Gatunek fantasy stał się ostatnimi czasy bardzo popularny. Wielu pisarzy próbuje swoich sił na tym polu, starając się wykreować świat, który wchłonie czytelnika, odrywając go od rzeczywistości. Czy powieść „Zwiadowcy: Ruiny Gorlanu” autorstwa Johna Flanagana ma szansę stać się poszukiwaną przez fantastów pozycją? W poniższej recenzji spróbuję odpowiedzieć na to pytanie.
John Flanagan od dzieciństwa marzył o pisaniu, ale tego marzenia przez długi czas nie mógł zrealizować. Praca w agencji reklamowej, a później w stacji telewizyjnej pozwoliła mu jednak rozwinąć umiejętności, które wykorzystał podczas pisania „Zwiadowców”. Książka adresowana do młodzieży doskonale dopasowuje się do potrzeb tej grupy, oferując świetną historię, w której dobro zwycięża zło.
Opowieść rozpoczyna się w najważniejszym momencie życia młodych bohaterów: w Dniu Wyboru. Przydzieleni do Mistrzów Sztuk, będą się szkolić przez najbliższe cztery lata jako czeladnicy. Przy tej okazji autor pokazuje nam, że to, co się źle zaczyna, wcale nie musi źle się kończyć. Główny bohater książki, piętnastoletni Will, marzący o Szkole Rycerskiej, doznaje rozczarowania, gdy zostaje odrzucony przez jej zwierzchnika. Trafia pod opiekę zwiadowcy Halta. Przełożony rozpoczyna wpajanie Willowi nauk, które pozwolą mu wypełniać zadania elitarnej grupy, dbającej o bezpieczeństwo kraju. Chłopak szybko odkrywa, że profesja Zwiadowcy jest tym, co mu najbardziej odpowiada.
Will nie posiada żadnych specjalnych umiejętności, które predestynowałyby go do roli wybrańca.
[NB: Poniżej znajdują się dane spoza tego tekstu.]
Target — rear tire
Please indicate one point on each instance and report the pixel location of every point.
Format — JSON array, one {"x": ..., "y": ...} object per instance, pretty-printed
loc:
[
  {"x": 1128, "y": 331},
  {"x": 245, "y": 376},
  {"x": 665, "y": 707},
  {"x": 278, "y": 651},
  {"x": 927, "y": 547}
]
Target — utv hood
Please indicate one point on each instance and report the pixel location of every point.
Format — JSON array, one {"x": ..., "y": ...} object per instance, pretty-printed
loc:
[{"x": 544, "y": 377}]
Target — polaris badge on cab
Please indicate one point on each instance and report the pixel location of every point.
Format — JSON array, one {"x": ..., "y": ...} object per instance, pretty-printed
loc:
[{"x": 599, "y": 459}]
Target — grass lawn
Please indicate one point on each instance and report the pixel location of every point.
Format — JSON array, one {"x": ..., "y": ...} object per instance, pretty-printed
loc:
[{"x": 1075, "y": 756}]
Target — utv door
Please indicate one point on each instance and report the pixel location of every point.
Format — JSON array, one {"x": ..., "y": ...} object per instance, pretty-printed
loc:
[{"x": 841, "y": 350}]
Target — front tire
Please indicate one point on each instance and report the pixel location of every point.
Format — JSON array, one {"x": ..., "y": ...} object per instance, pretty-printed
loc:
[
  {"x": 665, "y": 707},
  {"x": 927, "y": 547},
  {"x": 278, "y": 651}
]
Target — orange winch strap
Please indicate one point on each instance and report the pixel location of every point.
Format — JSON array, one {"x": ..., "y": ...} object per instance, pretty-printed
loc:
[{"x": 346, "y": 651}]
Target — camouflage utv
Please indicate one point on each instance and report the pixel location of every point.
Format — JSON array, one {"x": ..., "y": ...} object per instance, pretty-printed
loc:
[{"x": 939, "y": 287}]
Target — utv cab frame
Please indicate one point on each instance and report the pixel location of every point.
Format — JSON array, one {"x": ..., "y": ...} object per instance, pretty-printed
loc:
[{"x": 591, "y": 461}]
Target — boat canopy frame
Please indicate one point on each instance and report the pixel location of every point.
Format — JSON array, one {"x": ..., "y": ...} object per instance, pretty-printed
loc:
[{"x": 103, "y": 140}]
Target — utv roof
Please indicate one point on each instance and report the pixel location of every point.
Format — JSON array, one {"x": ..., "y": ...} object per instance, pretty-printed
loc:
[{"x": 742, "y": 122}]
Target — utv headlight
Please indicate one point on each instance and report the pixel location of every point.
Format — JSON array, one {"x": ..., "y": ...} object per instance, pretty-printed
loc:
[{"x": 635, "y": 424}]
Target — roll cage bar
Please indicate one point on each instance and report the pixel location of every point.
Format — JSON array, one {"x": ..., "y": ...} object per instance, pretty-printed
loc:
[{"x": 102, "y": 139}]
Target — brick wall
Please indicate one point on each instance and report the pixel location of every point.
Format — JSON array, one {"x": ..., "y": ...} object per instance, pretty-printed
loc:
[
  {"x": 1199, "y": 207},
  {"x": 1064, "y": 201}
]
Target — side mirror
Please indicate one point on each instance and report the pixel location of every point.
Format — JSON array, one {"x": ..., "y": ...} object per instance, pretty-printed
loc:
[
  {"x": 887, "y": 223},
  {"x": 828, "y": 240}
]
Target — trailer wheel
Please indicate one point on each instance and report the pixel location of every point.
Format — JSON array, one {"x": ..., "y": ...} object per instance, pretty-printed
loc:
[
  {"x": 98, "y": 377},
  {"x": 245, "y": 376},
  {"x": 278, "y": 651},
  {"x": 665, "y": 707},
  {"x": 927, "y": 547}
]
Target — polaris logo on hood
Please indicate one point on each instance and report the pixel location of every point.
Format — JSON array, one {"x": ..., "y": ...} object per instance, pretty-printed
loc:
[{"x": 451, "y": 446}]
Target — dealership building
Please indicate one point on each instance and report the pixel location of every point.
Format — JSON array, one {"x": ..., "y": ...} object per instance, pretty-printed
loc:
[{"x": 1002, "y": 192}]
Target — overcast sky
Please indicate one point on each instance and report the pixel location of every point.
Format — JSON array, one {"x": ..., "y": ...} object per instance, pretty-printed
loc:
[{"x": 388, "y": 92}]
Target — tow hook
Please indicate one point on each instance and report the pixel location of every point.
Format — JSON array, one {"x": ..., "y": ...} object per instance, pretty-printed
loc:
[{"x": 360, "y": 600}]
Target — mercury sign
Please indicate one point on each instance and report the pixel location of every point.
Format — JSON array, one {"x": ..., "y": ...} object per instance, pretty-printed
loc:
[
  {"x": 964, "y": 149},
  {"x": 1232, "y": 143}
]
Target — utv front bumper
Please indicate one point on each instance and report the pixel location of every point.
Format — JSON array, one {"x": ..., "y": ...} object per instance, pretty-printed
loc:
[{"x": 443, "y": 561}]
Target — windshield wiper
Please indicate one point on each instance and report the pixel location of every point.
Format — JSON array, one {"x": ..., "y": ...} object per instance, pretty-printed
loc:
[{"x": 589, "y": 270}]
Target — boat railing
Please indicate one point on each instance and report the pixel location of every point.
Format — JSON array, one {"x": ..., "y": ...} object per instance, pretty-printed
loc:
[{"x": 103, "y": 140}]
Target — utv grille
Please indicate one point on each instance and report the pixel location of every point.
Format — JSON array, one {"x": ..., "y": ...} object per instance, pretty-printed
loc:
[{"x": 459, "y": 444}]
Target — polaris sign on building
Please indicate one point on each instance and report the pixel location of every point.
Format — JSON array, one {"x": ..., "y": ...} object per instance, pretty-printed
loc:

Jest zwykłym, przeciętnym młodzieńcem, który dochodzi do wszystkiego poprzez ćwiczenia i ciężką pracę. Dzięki temu właśnie, że jest on taki zwyczajny, zyskuje naszą sympatię. Niestety, autor nie pokusił się o szersze przedstawienie wnętrza bohaterów. Zarówno Will, jak i jego rówieśnicy, z którymi spędzał dzieciństwo pod opieką barona Aralda, zostali potraktowani dość płytko. Wszystkie postaci są dobre, a jeśli tylko zdarzy im się zboczyć na ścieżkę zła, to szybko z niej wracają. Tak było na przykład z Horacym, który w dzieciństwie toczył spory z Willem. Będąc w Szkole Rycerskiej, sam gnębiony przez starszych uczniów, podczas polowania, na którym młody zwiadowca ratuje mu życie, przyrzeka mu dozgonną wdzięczność i przyjaźń. Historia to prosta i, jak to bywa, z happy endem. Lata nieporozumień poszły w zapomnienie. Takich sytuacji u Flanagana jest więcej. Nie znaczy to jednak, że wykreowane postacie są monotonne. Każda z nich ma swój charakter i swoje przemyślenia. Przede wszystkim jednak zachowują się tak, jak byśmy od nich oczekiwali.
Autor nie oddaje nam książki, która powiela schematy innych dzieł literatury fantastycznej. Umiejętnie kreuje sytuacje tak, by następujące po sobie wydarzenia wyglądały na przypadkowe. Przypadkowe, ale niezwykle wiarygodne. Wracając na chwilę do wspomnianego wcześniej polowania: dzik, który wypada z lasu, przez wielu pisarzy zostałby „wysłany” prosto na głównego bohatera. Tymczasem Flanagan kieruje zwierzę w całkiem inne miejsce, w bardzo dobry sposób wykorzystując to do rozwinięcia historii, w której to Will staje się bohaterem.
Wykreowany świat nie powala na kolana. Jest kraj rządzony przez króla i regionalnych namiestników w randze baronów. Jest też ten zły, który za granicami królestwa knuje intrygę zmierzającą do przejęcia władzy w państwie. Jest to historia banalna i, wydawałoby się, oklepana. Jednak to podejście pisarza, jego kunszt literacki i sama fabuła decydują o tym, czy dzieło spodoba się, czy nie. Moim zdaniem, pomimo drobnych potknięć, John Flanagan stworzył doskonałą powieść, która oprócz przyjemności czytania, daje również młodemu odbiorcy dobre przykłady postępowania, pełniąc rolę edukacyjno-wychowawczą. Jest to pozycja godna polecenia, zarówno młodym, jak i starym czytelnikom.